Les contributeurs apportent un éclairage sur leur vision commune des leviers de changement et chantiers transformateurs transverses pour une économie productive d’avenir et les principales mesures recommandées pour une sélection de secteurs en mouvement. Sur le volet du renforcement du capital humain, le Livre Blanc a largement abordé la question de l’emploi des femmes et l’égalité des chances. La CGEM recommande la promotion des opportunités et de la participation des femmes.

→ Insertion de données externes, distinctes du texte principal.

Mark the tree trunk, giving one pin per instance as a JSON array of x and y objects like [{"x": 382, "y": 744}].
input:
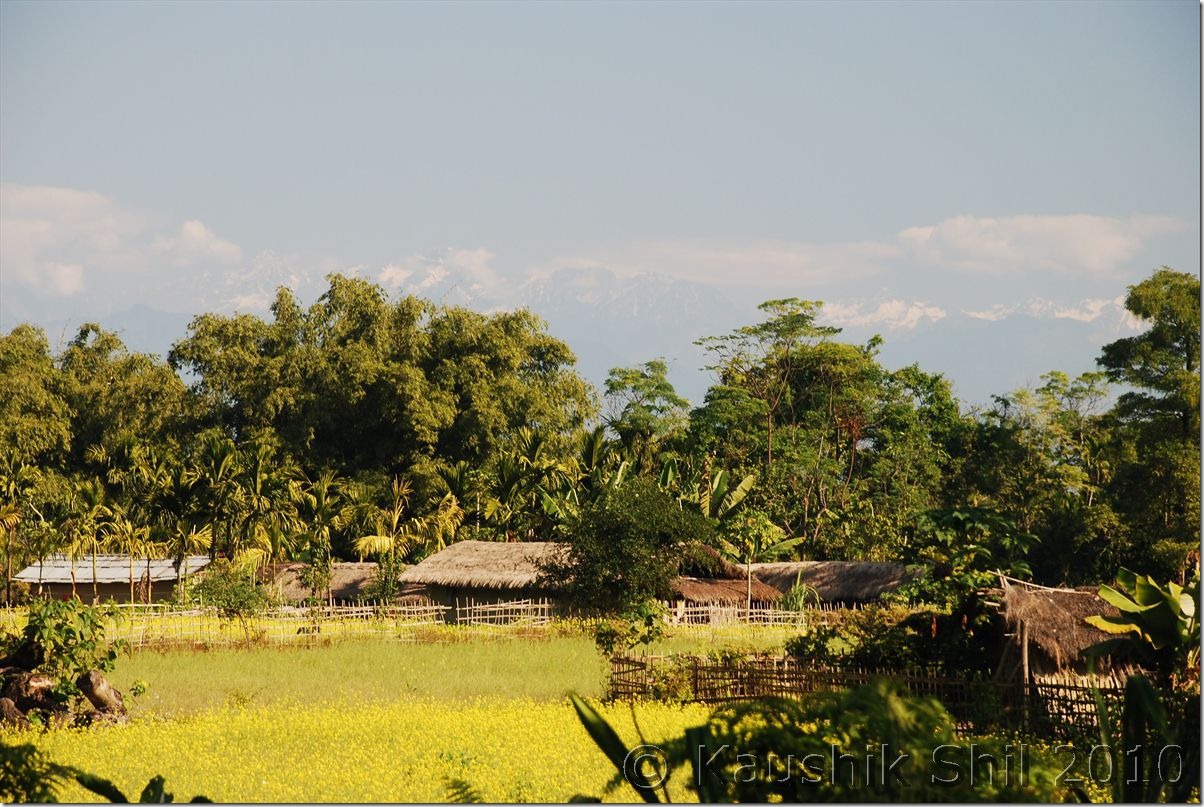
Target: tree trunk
[
  {"x": 748, "y": 612},
  {"x": 10, "y": 716},
  {"x": 7, "y": 567},
  {"x": 100, "y": 693}
]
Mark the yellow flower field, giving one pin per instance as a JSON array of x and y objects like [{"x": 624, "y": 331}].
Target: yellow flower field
[{"x": 402, "y": 750}]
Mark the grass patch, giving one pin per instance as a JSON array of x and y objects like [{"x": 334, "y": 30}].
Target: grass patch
[
  {"x": 408, "y": 750},
  {"x": 183, "y": 682}
]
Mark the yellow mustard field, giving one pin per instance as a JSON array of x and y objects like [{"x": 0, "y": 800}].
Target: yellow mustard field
[{"x": 507, "y": 750}]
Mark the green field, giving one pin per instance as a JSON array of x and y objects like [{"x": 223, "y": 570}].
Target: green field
[{"x": 366, "y": 722}]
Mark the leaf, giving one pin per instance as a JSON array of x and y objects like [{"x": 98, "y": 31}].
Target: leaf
[
  {"x": 101, "y": 787},
  {"x": 1122, "y": 602},
  {"x": 709, "y": 784},
  {"x": 1113, "y": 624},
  {"x": 606, "y": 738}
]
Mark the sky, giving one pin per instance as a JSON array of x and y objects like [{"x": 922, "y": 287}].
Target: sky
[{"x": 977, "y": 182}]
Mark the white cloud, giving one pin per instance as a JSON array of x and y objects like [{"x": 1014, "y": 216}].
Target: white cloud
[
  {"x": 735, "y": 264},
  {"x": 54, "y": 240},
  {"x": 198, "y": 243},
  {"x": 995, "y": 313},
  {"x": 1062, "y": 243},
  {"x": 65, "y": 278},
  {"x": 1085, "y": 312},
  {"x": 893, "y": 314}
]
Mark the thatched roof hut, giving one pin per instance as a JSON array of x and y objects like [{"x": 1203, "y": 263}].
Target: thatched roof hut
[
  {"x": 348, "y": 581},
  {"x": 712, "y": 590},
  {"x": 837, "y": 581},
  {"x": 485, "y": 565},
  {"x": 483, "y": 570},
  {"x": 1052, "y": 622}
]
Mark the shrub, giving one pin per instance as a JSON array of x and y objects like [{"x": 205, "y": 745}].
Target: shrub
[{"x": 626, "y": 548}]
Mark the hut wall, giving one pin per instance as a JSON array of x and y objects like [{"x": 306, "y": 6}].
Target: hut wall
[{"x": 105, "y": 592}]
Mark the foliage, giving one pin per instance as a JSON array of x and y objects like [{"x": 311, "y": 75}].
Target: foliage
[
  {"x": 396, "y": 749},
  {"x": 27, "y": 775},
  {"x": 152, "y": 794},
  {"x": 642, "y": 624},
  {"x": 625, "y": 548},
  {"x": 278, "y": 439},
  {"x": 881, "y": 638},
  {"x": 231, "y": 590},
  {"x": 1158, "y": 624},
  {"x": 958, "y": 553},
  {"x": 798, "y": 596},
  {"x": 1151, "y": 725},
  {"x": 71, "y": 636},
  {"x": 828, "y": 747}
]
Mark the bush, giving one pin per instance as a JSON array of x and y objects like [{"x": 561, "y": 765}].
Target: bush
[{"x": 71, "y": 640}]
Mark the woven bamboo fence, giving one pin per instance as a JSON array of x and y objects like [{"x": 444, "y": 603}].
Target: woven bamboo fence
[{"x": 1060, "y": 710}]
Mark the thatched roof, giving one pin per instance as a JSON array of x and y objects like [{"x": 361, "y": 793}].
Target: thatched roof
[
  {"x": 347, "y": 579},
  {"x": 837, "y": 581},
  {"x": 723, "y": 590},
  {"x": 1055, "y": 619},
  {"x": 110, "y": 569},
  {"x": 512, "y": 566},
  {"x": 485, "y": 565}
]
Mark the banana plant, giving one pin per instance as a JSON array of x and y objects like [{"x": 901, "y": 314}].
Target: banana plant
[{"x": 1158, "y": 624}]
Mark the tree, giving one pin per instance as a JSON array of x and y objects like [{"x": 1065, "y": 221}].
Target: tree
[
  {"x": 644, "y": 408},
  {"x": 1162, "y": 363},
  {"x": 761, "y": 359},
  {"x": 1156, "y": 486},
  {"x": 35, "y": 419},
  {"x": 320, "y": 507},
  {"x": 626, "y": 548},
  {"x": 751, "y": 537},
  {"x": 390, "y": 540}
]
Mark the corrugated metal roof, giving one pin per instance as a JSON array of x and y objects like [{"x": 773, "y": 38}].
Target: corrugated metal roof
[{"x": 110, "y": 569}]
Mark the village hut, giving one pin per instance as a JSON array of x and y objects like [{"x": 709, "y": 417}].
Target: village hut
[
  {"x": 483, "y": 572},
  {"x": 1049, "y": 631},
  {"x": 844, "y": 582},
  {"x": 152, "y": 579},
  {"x": 348, "y": 581}
]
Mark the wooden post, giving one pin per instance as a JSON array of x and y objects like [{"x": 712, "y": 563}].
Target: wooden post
[{"x": 1024, "y": 671}]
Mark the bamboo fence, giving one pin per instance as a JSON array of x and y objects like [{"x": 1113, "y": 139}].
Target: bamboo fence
[{"x": 1062, "y": 707}]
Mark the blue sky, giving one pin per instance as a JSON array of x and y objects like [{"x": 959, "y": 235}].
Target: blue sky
[{"x": 949, "y": 175}]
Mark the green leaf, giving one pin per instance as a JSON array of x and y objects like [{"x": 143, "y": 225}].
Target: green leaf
[
  {"x": 1113, "y": 624},
  {"x": 154, "y": 793},
  {"x": 101, "y": 787},
  {"x": 1123, "y": 604},
  {"x": 606, "y": 738},
  {"x": 710, "y": 785}
]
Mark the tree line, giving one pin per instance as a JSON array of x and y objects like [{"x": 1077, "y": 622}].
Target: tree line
[{"x": 367, "y": 426}]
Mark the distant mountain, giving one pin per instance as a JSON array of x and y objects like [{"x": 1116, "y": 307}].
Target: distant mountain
[{"x": 612, "y": 320}]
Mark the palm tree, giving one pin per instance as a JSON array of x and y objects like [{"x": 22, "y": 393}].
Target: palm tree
[
  {"x": 322, "y": 510},
  {"x": 17, "y": 483},
  {"x": 266, "y": 517},
  {"x": 393, "y": 535},
  {"x": 87, "y": 513},
  {"x": 128, "y": 540},
  {"x": 217, "y": 465}
]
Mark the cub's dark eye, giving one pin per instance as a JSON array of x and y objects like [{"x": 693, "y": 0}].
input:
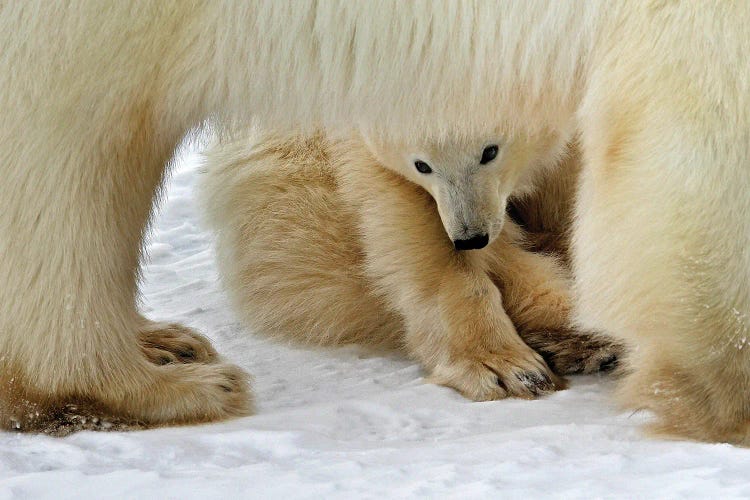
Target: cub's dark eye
[
  {"x": 422, "y": 167},
  {"x": 489, "y": 154}
]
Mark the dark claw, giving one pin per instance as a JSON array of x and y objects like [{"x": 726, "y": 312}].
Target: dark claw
[
  {"x": 188, "y": 353},
  {"x": 609, "y": 363}
]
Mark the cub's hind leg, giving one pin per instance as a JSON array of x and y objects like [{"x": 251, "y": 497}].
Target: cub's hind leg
[{"x": 536, "y": 290}]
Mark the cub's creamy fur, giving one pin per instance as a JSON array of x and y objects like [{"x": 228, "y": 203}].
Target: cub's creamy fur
[
  {"x": 95, "y": 97},
  {"x": 318, "y": 241}
]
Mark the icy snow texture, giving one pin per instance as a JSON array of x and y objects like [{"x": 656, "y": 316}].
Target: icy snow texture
[{"x": 343, "y": 423}]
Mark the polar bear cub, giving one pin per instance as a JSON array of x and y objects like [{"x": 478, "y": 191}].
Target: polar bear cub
[{"x": 359, "y": 240}]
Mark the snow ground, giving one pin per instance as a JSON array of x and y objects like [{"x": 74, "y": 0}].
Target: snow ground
[{"x": 347, "y": 424}]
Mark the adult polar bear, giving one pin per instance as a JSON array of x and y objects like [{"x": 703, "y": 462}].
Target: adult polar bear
[{"x": 95, "y": 97}]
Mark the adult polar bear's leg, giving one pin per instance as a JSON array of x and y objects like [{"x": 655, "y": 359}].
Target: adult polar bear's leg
[
  {"x": 660, "y": 244},
  {"x": 85, "y": 138}
]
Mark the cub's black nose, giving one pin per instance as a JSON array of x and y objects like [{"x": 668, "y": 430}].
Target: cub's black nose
[{"x": 473, "y": 243}]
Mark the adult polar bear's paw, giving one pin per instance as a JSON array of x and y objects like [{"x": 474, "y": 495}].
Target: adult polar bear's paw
[{"x": 516, "y": 372}]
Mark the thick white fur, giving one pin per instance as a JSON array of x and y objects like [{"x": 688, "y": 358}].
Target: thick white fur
[
  {"x": 321, "y": 242},
  {"x": 96, "y": 95}
]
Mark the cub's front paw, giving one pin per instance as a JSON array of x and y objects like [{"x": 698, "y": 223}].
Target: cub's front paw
[
  {"x": 166, "y": 343},
  {"x": 515, "y": 372},
  {"x": 569, "y": 352}
]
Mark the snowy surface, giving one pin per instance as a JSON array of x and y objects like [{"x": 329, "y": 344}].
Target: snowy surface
[{"x": 344, "y": 423}]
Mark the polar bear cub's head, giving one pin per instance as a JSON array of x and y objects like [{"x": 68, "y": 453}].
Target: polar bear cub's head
[{"x": 471, "y": 179}]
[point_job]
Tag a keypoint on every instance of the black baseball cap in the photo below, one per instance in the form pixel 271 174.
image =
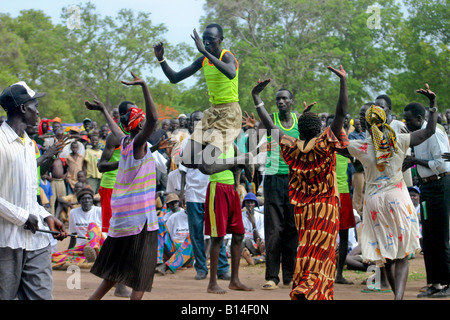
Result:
pixel 18 94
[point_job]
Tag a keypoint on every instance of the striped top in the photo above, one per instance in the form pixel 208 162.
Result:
pixel 18 190
pixel 133 197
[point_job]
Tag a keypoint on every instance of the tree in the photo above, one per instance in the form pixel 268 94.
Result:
pixel 293 41
pixel 422 43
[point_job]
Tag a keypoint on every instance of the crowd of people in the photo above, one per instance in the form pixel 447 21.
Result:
pixel 303 193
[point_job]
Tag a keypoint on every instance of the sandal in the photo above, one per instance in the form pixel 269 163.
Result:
pixel 269 285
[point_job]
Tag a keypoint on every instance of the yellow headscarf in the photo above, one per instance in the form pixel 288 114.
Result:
pixel 383 136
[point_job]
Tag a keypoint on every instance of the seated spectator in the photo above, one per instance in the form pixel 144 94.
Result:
pixel 67 203
pixel 85 223
pixel 253 244
pixel 177 245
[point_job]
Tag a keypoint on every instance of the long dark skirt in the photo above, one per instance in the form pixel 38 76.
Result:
pixel 129 260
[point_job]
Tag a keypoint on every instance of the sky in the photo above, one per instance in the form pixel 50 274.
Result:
pixel 179 16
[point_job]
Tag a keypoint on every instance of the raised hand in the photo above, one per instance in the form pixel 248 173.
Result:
pixel 165 143
pixel 307 108
pixel 248 121
pixel 260 86
pixel 198 42
pixel 446 156
pixel 137 81
pixel 159 50
pixel 341 73
pixel 427 92
pixel 95 105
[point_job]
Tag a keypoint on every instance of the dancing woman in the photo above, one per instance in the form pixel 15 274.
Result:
pixel 313 191
pixel 390 230
pixel 128 255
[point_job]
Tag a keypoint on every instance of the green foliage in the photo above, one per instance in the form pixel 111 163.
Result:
pixel 290 41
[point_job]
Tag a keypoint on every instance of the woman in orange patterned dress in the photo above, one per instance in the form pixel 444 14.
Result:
pixel 313 191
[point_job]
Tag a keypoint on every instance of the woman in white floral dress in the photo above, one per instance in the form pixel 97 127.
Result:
pixel 390 229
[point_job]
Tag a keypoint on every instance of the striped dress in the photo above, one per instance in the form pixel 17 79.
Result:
pixel 313 192
pixel 133 198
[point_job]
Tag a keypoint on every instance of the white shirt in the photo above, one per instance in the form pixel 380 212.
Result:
pixel 18 193
pixel 259 221
pixel 431 150
pixel 173 181
pixel 178 226
pixel 196 182
pixel 79 221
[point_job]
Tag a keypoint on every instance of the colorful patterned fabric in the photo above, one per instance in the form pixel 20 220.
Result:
pixel 313 191
pixel 133 197
pixel 76 254
pixel 383 136
pixel 165 244
pixel 183 255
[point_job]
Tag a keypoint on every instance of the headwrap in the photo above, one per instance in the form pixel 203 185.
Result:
pixel 135 116
pixel 383 136
pixel 41 129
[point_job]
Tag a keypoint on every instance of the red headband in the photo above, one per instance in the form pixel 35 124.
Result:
pixel 136 116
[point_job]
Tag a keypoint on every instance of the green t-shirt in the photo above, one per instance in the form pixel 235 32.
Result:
pixel 341 173
pixel 275 164
pixel 221 89
pixel 227 176
pixel 109 178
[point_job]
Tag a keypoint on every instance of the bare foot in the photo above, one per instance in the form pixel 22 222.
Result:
pixel 237 285
pixel 249 167
pixel 214 288
pixel 122 291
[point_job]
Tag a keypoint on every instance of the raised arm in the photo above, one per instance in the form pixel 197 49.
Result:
pixel 174 76
pixel 266 120
pixel 151 116
pixel 419 136
pixel 342 105
pixel 99 106
pixel 227 65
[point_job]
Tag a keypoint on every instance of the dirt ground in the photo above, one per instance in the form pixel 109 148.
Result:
pixel 80 284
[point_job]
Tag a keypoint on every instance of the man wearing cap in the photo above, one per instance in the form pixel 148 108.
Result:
pixel 254 227
pixel 25 269
pixel 434 173
pixel 177 245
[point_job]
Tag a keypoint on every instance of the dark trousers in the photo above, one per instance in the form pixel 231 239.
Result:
pixel 435 215
pixel 196 220
pixel 281 236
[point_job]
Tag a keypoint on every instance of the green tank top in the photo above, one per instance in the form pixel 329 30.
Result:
pixel 275 164
pixel 341 173
pixel 221 89
pixel 109 178
pixel 225 177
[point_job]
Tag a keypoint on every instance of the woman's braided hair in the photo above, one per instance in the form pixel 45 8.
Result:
pixel 309 125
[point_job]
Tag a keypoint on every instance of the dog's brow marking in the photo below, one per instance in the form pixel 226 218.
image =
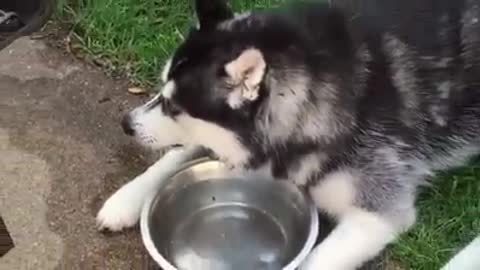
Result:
pixel 166 70
pixel 168 90
pixel 153 100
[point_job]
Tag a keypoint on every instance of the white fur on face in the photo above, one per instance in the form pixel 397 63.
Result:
pixel 156 130
pixel 246 72
pixel 223 142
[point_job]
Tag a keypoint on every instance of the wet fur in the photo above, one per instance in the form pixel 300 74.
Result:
pixel 360 111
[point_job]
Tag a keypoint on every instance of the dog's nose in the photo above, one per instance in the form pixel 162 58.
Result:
pixel 127 125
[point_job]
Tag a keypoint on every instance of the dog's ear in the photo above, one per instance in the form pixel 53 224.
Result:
pixel 212 12
pixel 247 71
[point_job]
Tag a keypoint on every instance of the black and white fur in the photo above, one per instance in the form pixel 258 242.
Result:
pixel 361 111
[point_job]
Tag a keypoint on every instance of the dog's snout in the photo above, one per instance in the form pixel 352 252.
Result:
pixel 127 125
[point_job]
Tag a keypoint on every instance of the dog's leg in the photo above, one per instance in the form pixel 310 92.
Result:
pixel 123 208
pixel 360 235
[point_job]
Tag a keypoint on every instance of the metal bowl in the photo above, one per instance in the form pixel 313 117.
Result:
pixel 204 218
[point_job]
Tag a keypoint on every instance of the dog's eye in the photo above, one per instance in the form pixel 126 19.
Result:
pixel 170 108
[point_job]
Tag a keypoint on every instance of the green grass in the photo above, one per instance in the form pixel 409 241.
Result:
pixel 449 218
pixel 135 37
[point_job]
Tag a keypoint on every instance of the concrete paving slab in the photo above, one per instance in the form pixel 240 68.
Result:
pixel 62 154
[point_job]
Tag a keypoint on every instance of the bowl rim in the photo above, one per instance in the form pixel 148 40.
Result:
pixel 166 265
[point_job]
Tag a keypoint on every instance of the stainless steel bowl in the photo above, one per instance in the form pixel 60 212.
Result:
pixel 206 219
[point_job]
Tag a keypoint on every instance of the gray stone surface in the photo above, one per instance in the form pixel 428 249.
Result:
pixel 61 154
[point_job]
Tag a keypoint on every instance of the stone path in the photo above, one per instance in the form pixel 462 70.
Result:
pixel 61 154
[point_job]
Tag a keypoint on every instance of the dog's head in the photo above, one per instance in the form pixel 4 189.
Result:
pixel 219 80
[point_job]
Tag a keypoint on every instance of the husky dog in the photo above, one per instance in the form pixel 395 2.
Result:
pixel 359 111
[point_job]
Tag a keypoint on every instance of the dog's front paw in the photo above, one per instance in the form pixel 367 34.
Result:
pixel 122 210
pixel 315 261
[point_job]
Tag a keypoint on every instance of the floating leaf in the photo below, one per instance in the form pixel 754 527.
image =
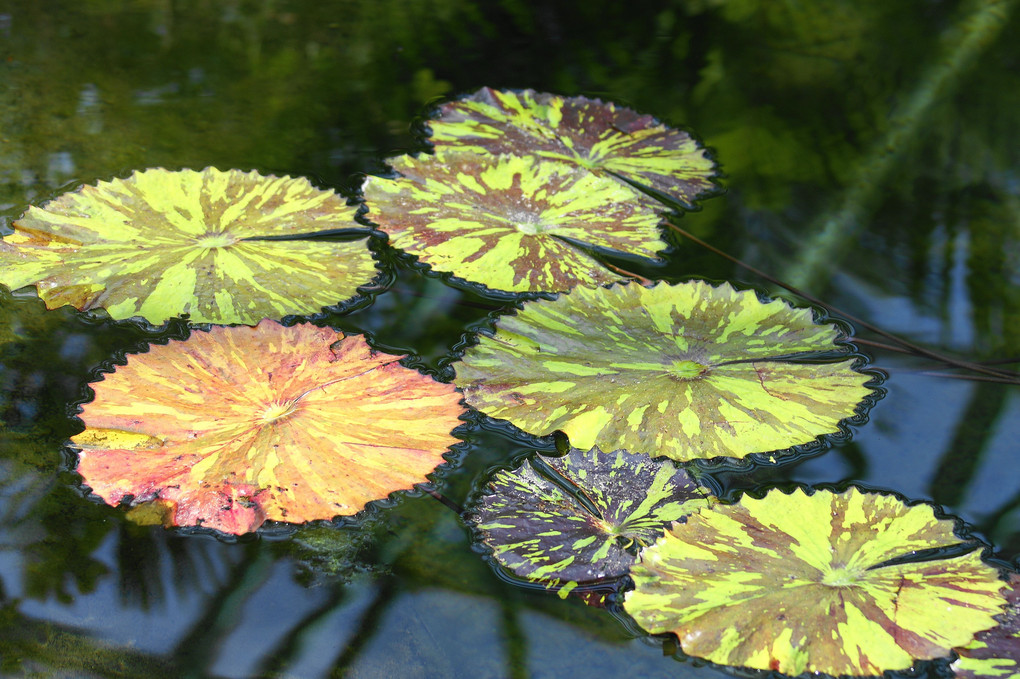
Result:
pixel 583 526
pixel 239 425
pixel 687 371
pixel 807 583
pixel 510 222
pixel 996 653
pixel 161 244
pixel 594 135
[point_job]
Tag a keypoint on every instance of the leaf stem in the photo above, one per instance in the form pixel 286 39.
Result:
pixel 1009 375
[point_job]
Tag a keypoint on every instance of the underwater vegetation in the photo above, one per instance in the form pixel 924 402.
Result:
pixel 528 197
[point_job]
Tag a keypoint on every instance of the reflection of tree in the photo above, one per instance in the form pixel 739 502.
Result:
pixel 34 647
pixel 792 96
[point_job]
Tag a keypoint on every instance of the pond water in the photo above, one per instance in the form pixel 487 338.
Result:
pixel 869 156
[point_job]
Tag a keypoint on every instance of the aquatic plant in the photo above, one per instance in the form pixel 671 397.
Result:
pixel 239 425
pixel 690 371
pixel 207 244
pixel 580 518
pixel 816 581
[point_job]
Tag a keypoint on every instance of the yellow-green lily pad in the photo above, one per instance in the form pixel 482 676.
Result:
pixel 161 244
pixel 689 371
pixel 814 582
pixel 601 137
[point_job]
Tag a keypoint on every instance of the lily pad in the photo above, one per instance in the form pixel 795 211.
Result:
pixel 238 425
pixel 686 371
pixel 814 583
pixel 162 244
pixel 598 136
pixel 582 522
pixel 996 653
pixel 512 223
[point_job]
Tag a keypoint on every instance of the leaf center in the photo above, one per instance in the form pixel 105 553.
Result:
pixel 527 222
pixel 842 576
pixel 211 241
pixel 687 370
pixel 277 411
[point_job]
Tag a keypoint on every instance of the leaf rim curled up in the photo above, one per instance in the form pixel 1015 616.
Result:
pixel 246 424
pixel 160 244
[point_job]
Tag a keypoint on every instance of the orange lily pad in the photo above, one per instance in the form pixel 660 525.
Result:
pixel 240 425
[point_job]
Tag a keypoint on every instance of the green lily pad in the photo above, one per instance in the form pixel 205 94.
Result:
pixel 599 136
pixel 162 244
pixel 512 223
pixel 686 371
pixel 813 583
pixel 996 653
pixel 582 522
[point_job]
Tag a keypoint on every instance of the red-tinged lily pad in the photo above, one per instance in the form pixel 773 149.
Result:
pixel 581 522
pixel 686 371
pixel 239 425
pixel 511 223
pixel 162 244
pixel 599 136
pixel 995 654
pixel 814 583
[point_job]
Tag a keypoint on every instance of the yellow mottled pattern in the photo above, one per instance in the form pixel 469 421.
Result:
pixel 788 583
pixel 501 221
pixel 161 244
pixel 996 653
pixel 598 136
pixel 238 425
pixel 687 371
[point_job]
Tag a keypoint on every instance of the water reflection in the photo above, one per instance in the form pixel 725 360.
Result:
pixel 791 96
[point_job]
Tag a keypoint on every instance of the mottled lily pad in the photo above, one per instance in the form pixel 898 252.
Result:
pixel 162 244
pixel 582 522
pixel 686 371
pixel 512 223
pixel 995 654
pixel 599 136
pixel 808 583
pixel 238 425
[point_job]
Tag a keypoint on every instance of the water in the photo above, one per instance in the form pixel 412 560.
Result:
pixel 894 122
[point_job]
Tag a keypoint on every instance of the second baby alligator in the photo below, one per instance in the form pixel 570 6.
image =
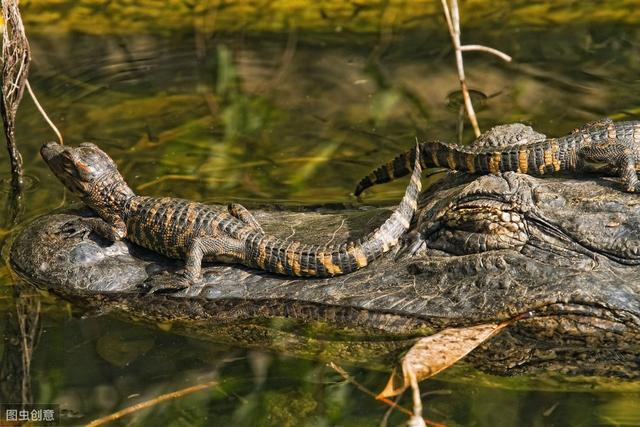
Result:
pixel 615 144
pixel 195 232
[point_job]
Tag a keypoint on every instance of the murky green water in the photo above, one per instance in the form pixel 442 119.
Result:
pixel 290 108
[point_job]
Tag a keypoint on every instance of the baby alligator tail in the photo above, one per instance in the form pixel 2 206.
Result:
pixel 538 158
pixel 294 258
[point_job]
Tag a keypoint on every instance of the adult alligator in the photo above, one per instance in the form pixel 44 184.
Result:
pixel 564 250
pixel 518 148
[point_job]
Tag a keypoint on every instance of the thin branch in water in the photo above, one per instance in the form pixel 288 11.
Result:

Il en ressort que la situation de la femme au Maroc connaît quelques obstacles, notamment :

  • Le taux d’emploi des femmes est en nette détérioration, passant de 26% en 1999 à 16,7% en 2020. Ces dernières souffrent de marginalisation et d’une faible participation économique faute d’accès à des opportunités d’autonomisation et d’accompagnement ;
  • Le poids des contraintes socioculturelles et des stéréotypes encore très présents, la pauvreté, l’exclusion, la marginalisation des femmes, la déperdition scolaire des filles et leur mariage à un âge précoce… La femme est considérée d’abord à travers son rôle de mère ou d’épouse, tandis que sa capacité et son droit à réaliser ses ambitions et à participer à la création de la richesse ne lui sont pas pleinement reconnus ;
  • Le conflit entre le travail et la famille et les difficultés à trouver un équilibre entre la vie privée et la vie professionnelle concerne principalement les femmes et les pénalise ;
  • A l’école et à l’université en milieu citadin, les majors de promotion sont souvent des jeunes filles. Cette quasi-parité s’amenuise dans le monde du travail, dans les postes de responsabilité et dans le monde de l’entrepreneuriat ;
  •  Le chômage frappe davantage les femmes que les hommes, y compris chez les diplômés, impactant de fait leur situation économique. Le salaire des femmes est toujours considéré comme un salaire d’appoint pour les familles et la société ;
  •  Le plafond de verre dont font l’objet les femmes dirigeantes dans leur ascension professionnelle les empêche de s’impliquer activement. Leur faible représentativité dans les instances dirigeantes limite leur influence sur les décisions ;
  • Les parois verticales et les préjugés cultivés des métiers “féminins” ou “masculins”, empêchent et occultent une partie des postes à l’emploi des femmes.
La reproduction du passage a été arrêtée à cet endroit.